Re: [PATCH V4 3/4] KVM: x86/pmu: Support PERF_METRICS MSR in mediated vPMU

["Chen, Zide" <zide.chen@intel.com>]

On 6/22/2026 11:48 PM, sashiko-bot@kernel.org wrote:
> Thank you for your contribution! Sashiko AI review found 3 potential issue(s) to consider:
> - [High] Emulation of guest RDMSR and WRMSR for MSR_PERF_METRICS unconditionally injects a #GP fault, breaking emulation and nested virtualization.
> - [High] KVM_SET_MSRS for MSR_PERF_METRICS is silently discarded, breaking live migration of TMA metrics.
> - [High] Host Topdown microarchitectural metrics are leaked to the guest via the RDPMC instruction when mediated PMU is enabled but the guest lacks the PERF_METRICS capability.
> --
> 
> commit 3d014d661f0ac59ad10f0335ced10697e72d7bf6
> Author: Dapeng Mi <dapeng1.mi@linux.intel.com>
> Subject: KVM: x86/pmu: Support PERF_METRICS MSR in mediated vPMU
> 
> This commit exposes the IA32_PERF_METRICS MSR to the guest when mediated vPMU
> is enabled.

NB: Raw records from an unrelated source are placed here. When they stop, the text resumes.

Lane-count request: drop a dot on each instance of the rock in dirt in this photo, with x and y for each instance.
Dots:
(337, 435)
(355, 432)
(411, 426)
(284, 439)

It handles the MSR in kvm_pmu_{get,set}_msr() for host accesses
> and saves/restores the value on PMU context switches to avoid clobbering host
> data or leaking guest state.
> 
>> diff --git a/arch/x86/kvm/vmx/pmu_intel.c b/arch/x86/kvm/vmx/pmu_intel.c
>> index 59b7a90c79e12..2c3367f5e2dfb 100644
>> --- a/arch/x86/kvm/vmx/pmu_intel.c
>> +++ b/arch/x86/kvm/vmx/pmu_intel.c
> [ ... ]
>> @@ -345,6 +347,11 @@ static int intel_pmu_get_msr(struct kvm_vcpu *vcpu, struct msr_data *msr_info)
>>  	case MSR_CORE_PERF_FIXED_CTR_CTRL:
>>  		msr_info->data = pmu->fixed_ctr_ctrl;
>>  		break;
>> +	case MSR_PERF_METRICS:
>> +		if (!msr_info->host_initiated)
>> +			return 1;
> 
> [Severity: High]
> If KVM needs to emulate a guest RDMSR instruction targeting MSR_PERF_METRICS,
> won't this unconditional return inject a #GP fault into the guest?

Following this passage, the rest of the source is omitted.